A Confession from a former “keV” Junkie: 1. It’s a Plague.

(Inspired by vlk’s “keV vs keV”)

Beside the obvious benefit of confusing the public and colleagues in other fields, the apparent chaotic use of physical units like keV and Kevin has an addictive convenience beyond a simple matter of convention. Yes, I said “convenience”.

All roads to Rome, All quantities to Energy

In fact, mixing up the units of the physical quantities doesn’t end with energy and temperature.  If I am the one breaking this to you, then I am terribly sorry, but the plague has already spread to pretty much all the physical quantities.

Energy = Temperature = Mass = Length = Time = …

So, there you have it: Energy costs Money since Time is Money.

At the center of this pandemic, you find “energy”, which seems to be the culprit, linking all of them together. Although, once they are all linked, it doesn’t really matter. This appears a gross misuse or misunderstanding of these quantities at best. Now what drives “normal” physicists to become “keV” junkies if there is such a thing called normal physicist? Well, the answer is already in vlk’s slog about “keV vs keV”.

Ice, Water or Vapor

Do you know what it feels like at T=200 K, T=300 K or T=400 K?

Of course, it’s a matter of being frozen to death, being comfortable under the sun shine or being burnt to death.

Ok, then, now how about T=10,000 K, 10,000,000 K, or 10,000,000,000 K?

Hmm, hmm, interesting. Very hot, extremely hot, and hellish hot? I know I will be dead either way.

A shear number of zeros is already annoying and begging for another unit or a shorter form, but more importantly, it seems that we, … I mean, normal human beings don’t really have a good “physical” feel of Kelvin, Celsius or Fahrenheit at these high temperatures. Why should we? After all, we use Celsius or Fahrenheit for the daily use, and it’s not like that we need to burn and destroy T1000 to save the humanity everyday. Even so a couple of 1000 K heat might do the job.

Ok, ok, Let me think for a moment for change.  Judging from a factor of 1000 differences which is a lot more than 100, there’s got to be equally significant differences in the matter at these temperatures. Perhaps changing-their-physical-state kind of differences?

Hmm, only if we have an easy way to express the state change or a unit to convey the essence of their differences. A-ha, yes, yes, I knew it’s not our fault, our ignorance or lack of our knowledge.  It’s the useless unit here that keeps us in the dark. The unit is good at around, say, less than 1000 C.  Just like T=0 C means ice to water and T=100 C means water to vapor.  More than that, this K, C, or F is so useless.

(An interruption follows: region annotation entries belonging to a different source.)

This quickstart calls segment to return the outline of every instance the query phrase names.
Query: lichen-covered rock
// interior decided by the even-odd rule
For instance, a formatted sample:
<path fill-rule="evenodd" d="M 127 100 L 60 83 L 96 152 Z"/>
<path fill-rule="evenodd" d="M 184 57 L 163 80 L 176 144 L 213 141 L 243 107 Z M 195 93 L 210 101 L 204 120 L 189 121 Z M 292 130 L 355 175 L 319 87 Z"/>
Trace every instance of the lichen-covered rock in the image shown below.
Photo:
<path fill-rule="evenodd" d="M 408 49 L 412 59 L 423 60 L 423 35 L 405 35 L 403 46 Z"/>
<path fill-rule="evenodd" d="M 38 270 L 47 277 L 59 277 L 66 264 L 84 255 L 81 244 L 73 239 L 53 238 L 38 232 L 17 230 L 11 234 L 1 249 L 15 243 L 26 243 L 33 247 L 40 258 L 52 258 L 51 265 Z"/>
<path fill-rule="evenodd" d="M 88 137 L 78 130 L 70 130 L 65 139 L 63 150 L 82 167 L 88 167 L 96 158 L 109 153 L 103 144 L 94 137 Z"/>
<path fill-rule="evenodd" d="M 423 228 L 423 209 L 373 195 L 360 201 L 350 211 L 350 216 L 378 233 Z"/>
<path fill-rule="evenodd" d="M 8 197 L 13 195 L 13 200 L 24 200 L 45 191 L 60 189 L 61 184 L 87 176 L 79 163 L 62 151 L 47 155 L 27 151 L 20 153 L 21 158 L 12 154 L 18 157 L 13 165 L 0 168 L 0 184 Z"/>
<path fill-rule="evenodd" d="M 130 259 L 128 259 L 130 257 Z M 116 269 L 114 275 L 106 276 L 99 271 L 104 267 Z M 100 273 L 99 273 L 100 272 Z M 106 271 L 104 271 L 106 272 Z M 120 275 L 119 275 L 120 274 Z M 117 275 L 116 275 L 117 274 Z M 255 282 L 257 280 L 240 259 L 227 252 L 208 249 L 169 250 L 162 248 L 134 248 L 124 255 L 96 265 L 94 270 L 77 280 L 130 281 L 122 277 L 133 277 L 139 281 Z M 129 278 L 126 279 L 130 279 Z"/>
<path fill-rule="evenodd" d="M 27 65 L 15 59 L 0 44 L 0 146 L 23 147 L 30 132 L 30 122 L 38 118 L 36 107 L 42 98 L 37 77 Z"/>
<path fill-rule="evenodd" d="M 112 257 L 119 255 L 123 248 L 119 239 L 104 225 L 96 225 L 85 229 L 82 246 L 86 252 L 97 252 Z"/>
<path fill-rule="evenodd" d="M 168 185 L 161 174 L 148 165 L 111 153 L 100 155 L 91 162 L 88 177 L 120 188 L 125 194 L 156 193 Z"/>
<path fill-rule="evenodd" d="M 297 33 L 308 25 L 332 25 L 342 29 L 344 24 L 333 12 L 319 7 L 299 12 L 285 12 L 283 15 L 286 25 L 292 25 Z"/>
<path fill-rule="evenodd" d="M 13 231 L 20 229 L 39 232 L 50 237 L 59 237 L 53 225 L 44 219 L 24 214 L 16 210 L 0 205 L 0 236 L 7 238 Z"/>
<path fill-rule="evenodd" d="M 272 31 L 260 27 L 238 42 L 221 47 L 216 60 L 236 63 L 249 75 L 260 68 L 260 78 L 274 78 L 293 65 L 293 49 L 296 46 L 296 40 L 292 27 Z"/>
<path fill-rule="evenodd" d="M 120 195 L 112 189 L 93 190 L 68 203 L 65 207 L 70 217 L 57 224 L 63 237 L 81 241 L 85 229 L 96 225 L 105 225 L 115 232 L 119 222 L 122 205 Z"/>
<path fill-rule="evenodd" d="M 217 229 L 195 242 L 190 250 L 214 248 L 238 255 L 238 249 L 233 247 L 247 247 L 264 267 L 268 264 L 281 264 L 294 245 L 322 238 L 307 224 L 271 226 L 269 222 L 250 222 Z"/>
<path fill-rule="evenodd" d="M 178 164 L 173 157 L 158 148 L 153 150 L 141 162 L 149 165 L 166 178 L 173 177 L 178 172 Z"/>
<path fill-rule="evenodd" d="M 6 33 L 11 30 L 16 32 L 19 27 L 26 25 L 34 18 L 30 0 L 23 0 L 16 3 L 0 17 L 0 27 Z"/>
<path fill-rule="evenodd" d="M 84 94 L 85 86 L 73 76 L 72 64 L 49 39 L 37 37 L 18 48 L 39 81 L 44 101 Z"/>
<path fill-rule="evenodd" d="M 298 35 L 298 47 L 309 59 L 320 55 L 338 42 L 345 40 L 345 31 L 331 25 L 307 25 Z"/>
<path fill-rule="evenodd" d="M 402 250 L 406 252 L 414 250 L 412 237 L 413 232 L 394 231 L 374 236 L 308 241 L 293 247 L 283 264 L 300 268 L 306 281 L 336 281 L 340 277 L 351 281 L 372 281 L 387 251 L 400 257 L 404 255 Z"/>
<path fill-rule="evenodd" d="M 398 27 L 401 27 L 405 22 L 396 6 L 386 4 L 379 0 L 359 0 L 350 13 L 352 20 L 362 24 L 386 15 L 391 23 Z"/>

De Nile isn’t just a river in Egypt, and it flows in our mind too, quite beautifully I suppose.

Wait a minute, there are more states than solid, liquid and gas?

3 Comments
  1. vlk:

    You make a good point, Jaesub. We do tend to use units where the physically interesting range seems to always go from around a few hundredths to a few hundreds. Anything beyond, and somebody invents a new measure. This is why interplanetary distances are listed in A.U., coronal heights in RStar, interstellar distances in pc, intergalactic distances in Mpc, and so on. The few apparent exceptions, like the H column density NH (which is usually around 1e20 cm^-2), upon further inspection turn out to be “correctly normalized” (because in this case absorption cross-section is around 1e-22 cm^2 and it is the product of the two that is the interesting quantity).

    09-10-2008, 8:01 am
  2. hlee:

    As long as these ambiguous/convenient units and their ambiguous/convenient transformations are shift invariant or scale invariant or both (WLOG), same statistics thrive. People still live after the tower of Babel. We need good translators, though.

    09-10-2008, 9:59 am
  3. vlk:

    They are not always scale or shift invariant (e.g., wavelength vs energy, flux vs magnitude, events vs binned counts, etc).

    btw, there seem to be some rather persistent comment problems. I keep getting error messages saying I am posting spam. The only way to get rid of it seems to be to first write the comment, copy the text of the comment (ctrl/cmd-C), reload the page, paste the text (ctrl/cmd-V), and then hit submit.